How to make these IO reads parallel and performant

Question

I have a list of files: List<string> Files in my C#-based WPF application.

Files contains ~1,000,000 unique file paths.

I ran a profiler on my application. When I try to do parallel operations, it's REALLY laggy because it's IO bound. It even lags my UI threads, despite not having dispatchers going to them (note the two lines I've marked down):

Files.AsParallel().ForAll(x =>
{
    char[] buffer = new char[0x100000];
    using (FileStream stream = new FileStream(x, FileMode.Open, FileAccess.Read)) // EXTREMELY SLOW
    using (StreamReader reader = new StreamReader(stream, true))
    {
        while (true)
        {
            int bytesRead = reader.Read(buffer, 0, buffer.Length); // EXTREMELY SLOW
            if (bytesRead <= 0)
            {
                break;
            }
        }
    }
}

These two lines of code take up ~70% of my entire profile test runs. I want to achieve maximum parallelization for IO, while keeping performance such that it doesn't cripple my app's UI entirely. There is nothing else affecting my performance. Proof: Using Files.ForEach doesn't cripple my UI, and WithDegreeOfParallelism helps out too (but, I am writing an application that is supposed to be used on any PC, so I cannot assume a specific degree of parallelism for this computation); also, the PC I am on has a solid-state hard disk. I have searched on StackOverflow, and have found links that talk about using asynchronous IO read methods. I'm not sure how they apply in this case, though. Perhaps someone can shed some light? Also; how can you tune down the constructor time of a new FileStream; is that even possible?

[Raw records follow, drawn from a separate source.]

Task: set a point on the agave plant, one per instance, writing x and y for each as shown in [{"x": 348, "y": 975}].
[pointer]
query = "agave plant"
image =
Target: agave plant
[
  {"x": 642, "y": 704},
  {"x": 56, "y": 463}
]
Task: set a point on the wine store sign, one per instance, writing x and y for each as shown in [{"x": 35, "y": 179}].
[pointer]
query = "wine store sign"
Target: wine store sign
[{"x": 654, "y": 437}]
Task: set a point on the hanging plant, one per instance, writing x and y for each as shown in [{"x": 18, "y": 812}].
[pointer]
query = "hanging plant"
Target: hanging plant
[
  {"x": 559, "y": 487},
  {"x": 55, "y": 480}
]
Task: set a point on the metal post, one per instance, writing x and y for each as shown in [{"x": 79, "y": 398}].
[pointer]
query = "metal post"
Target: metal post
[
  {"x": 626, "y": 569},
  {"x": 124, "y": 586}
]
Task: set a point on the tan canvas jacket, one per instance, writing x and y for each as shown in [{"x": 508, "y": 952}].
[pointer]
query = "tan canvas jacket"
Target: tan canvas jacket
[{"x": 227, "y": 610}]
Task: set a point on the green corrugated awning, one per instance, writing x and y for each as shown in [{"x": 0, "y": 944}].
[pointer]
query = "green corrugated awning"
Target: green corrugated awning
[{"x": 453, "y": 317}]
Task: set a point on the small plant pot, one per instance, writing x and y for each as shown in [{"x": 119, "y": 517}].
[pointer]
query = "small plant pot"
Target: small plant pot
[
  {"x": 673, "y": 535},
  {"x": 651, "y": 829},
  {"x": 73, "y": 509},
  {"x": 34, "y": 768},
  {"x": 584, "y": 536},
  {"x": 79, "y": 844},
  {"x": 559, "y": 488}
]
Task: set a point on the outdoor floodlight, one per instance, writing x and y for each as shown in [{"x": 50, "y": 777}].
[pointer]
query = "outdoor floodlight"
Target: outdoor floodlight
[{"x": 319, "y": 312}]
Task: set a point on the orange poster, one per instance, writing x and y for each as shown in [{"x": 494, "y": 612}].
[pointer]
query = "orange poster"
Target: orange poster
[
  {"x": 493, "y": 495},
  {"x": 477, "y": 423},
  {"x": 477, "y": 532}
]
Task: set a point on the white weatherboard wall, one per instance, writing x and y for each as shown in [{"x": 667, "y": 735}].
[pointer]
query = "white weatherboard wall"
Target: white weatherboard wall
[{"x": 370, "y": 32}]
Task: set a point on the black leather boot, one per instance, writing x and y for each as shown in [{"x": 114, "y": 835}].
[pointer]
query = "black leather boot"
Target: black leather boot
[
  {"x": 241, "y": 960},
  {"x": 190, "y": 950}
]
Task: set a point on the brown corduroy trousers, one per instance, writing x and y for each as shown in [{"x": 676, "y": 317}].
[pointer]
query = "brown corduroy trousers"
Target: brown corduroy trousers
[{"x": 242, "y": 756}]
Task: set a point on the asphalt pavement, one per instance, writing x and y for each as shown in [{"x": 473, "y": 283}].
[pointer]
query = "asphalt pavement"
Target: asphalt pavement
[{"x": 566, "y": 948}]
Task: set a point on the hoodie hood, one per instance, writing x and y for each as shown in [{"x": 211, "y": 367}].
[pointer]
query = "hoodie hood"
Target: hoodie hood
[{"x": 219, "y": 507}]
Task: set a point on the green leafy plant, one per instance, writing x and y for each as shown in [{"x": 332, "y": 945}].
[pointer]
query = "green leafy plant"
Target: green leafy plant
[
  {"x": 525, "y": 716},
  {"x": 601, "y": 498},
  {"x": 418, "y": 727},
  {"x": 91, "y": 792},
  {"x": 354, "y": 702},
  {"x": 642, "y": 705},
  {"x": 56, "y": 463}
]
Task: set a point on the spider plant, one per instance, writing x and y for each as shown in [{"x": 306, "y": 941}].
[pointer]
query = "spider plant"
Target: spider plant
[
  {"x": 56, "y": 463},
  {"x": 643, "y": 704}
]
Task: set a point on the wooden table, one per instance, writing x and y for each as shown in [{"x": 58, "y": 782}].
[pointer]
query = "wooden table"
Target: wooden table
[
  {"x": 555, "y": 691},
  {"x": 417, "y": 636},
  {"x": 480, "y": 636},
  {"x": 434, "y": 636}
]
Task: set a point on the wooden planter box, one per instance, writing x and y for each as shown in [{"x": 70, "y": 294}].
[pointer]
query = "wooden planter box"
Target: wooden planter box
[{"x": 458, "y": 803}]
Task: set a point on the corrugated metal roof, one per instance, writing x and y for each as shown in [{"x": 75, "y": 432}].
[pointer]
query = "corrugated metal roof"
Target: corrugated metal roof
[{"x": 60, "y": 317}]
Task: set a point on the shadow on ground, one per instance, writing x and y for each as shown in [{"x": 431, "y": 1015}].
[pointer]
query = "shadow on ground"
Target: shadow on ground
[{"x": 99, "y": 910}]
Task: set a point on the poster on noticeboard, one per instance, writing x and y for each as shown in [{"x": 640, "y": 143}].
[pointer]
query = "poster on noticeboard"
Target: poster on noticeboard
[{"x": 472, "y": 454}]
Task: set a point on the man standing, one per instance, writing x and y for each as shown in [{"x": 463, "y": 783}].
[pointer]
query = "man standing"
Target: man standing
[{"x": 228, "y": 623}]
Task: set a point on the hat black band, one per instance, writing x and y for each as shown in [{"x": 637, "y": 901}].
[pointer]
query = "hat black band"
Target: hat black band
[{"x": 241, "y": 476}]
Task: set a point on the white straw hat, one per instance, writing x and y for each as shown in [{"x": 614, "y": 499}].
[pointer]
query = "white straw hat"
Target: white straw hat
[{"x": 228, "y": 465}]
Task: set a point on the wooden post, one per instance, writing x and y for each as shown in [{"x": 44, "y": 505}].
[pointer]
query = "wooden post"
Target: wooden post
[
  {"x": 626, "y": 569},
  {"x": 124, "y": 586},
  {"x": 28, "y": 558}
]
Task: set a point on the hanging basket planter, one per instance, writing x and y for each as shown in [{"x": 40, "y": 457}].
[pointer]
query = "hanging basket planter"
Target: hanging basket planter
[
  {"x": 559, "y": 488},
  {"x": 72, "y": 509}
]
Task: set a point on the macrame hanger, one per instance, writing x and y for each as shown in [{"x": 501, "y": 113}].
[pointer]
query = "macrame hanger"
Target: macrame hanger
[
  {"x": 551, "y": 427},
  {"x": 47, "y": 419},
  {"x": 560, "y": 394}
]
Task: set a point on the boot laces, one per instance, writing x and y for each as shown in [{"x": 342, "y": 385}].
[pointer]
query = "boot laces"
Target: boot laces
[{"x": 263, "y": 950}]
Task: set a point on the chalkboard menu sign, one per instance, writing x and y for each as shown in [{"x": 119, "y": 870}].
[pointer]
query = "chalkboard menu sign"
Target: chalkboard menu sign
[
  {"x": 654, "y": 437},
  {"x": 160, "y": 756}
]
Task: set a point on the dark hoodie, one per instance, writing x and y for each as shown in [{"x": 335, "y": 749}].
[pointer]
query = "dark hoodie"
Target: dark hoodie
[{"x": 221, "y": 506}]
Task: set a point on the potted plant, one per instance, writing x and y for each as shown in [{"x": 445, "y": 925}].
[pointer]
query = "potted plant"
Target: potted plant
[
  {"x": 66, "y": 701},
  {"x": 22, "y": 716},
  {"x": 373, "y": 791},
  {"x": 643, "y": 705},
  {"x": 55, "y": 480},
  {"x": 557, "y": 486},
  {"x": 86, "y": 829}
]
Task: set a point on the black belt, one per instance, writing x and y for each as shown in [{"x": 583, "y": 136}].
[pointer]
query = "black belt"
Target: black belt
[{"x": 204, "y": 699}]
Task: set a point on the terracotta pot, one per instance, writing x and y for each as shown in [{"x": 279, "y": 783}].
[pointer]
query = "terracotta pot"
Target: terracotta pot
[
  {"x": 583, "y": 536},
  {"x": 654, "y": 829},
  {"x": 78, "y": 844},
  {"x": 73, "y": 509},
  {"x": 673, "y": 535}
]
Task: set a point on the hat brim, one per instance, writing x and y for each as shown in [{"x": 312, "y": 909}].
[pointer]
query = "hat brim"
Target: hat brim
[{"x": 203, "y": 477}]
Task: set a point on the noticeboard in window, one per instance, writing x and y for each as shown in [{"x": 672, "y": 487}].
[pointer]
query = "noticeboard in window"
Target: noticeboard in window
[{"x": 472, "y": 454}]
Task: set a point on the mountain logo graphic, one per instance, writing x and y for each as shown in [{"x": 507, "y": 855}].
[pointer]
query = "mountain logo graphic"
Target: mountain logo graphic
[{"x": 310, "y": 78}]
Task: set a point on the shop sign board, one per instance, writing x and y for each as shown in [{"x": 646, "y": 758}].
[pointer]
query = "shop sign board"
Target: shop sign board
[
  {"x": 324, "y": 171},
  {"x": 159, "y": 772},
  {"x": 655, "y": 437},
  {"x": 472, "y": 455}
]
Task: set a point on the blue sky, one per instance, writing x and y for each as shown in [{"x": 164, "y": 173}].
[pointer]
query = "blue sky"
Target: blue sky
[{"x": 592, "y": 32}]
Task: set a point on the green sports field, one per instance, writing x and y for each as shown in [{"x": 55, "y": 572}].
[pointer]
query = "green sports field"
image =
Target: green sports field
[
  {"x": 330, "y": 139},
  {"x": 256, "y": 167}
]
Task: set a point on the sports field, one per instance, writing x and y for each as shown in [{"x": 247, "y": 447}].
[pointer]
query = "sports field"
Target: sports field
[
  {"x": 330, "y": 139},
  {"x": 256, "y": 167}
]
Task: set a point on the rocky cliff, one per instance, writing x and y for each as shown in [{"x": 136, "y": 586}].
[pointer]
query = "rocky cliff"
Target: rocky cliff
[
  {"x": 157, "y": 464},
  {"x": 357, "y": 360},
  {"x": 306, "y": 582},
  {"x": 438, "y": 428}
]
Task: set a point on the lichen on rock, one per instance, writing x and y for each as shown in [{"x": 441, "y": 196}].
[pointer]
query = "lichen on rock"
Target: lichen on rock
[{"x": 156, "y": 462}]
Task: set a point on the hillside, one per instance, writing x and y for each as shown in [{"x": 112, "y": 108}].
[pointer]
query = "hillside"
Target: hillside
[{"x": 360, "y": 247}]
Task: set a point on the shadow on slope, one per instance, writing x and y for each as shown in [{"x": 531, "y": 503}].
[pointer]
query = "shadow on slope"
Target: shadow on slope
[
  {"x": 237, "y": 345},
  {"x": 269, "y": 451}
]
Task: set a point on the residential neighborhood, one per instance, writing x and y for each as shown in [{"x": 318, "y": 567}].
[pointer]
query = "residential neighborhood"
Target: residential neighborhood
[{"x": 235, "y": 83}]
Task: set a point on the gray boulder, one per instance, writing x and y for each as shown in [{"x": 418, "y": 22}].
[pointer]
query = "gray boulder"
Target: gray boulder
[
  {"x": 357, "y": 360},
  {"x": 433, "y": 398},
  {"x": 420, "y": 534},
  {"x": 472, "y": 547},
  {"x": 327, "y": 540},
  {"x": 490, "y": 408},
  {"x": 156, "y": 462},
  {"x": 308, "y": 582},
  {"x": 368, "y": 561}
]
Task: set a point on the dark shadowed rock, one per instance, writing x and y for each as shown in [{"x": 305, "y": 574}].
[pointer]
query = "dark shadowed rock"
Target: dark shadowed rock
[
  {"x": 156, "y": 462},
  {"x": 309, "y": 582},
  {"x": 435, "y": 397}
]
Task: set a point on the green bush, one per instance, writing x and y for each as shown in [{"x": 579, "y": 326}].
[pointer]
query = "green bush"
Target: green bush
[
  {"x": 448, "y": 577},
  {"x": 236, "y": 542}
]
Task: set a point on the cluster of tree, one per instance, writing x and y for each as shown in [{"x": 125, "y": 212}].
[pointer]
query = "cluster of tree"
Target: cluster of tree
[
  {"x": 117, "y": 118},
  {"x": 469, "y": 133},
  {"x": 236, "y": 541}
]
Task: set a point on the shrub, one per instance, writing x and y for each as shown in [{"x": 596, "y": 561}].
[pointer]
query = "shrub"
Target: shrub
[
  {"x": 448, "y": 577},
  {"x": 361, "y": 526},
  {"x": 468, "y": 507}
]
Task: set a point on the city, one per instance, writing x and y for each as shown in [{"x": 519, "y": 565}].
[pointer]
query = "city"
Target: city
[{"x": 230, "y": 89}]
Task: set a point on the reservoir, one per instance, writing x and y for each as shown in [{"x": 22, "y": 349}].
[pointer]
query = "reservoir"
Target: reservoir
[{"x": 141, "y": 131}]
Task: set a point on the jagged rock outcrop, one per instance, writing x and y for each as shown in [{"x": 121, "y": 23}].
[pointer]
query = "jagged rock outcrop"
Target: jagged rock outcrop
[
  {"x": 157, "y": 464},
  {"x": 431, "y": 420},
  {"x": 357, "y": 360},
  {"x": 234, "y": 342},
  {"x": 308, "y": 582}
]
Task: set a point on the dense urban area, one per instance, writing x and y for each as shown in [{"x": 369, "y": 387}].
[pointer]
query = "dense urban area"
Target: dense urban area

Edit: Well, here's something strange that I've noticed...the UI doesn't get crushed so bad when I swap Read for ReadAsync while still using AsParallel. Simply awaiting the task created by ReadAsync to finish causes my UI thread to maintain some degree of usability. I think this does some sort of asynchronous scheduling that is done in this method to maintain optimal disk usage while not crushing existing threads. And on that note, is there ever a chance that the operating system contends for existing threads to do IO, such as my application's UI thread? I seriously don't understand why its slowing my UI thread. Is the OS scheduling work from IO on my thread or something? Did they do something to the CLR to eat threads that haven't been explicitly affinated using Thread.BeginThreadAffinity or something? Memory is not an issue; I am looking at Task Manager and there is plenty.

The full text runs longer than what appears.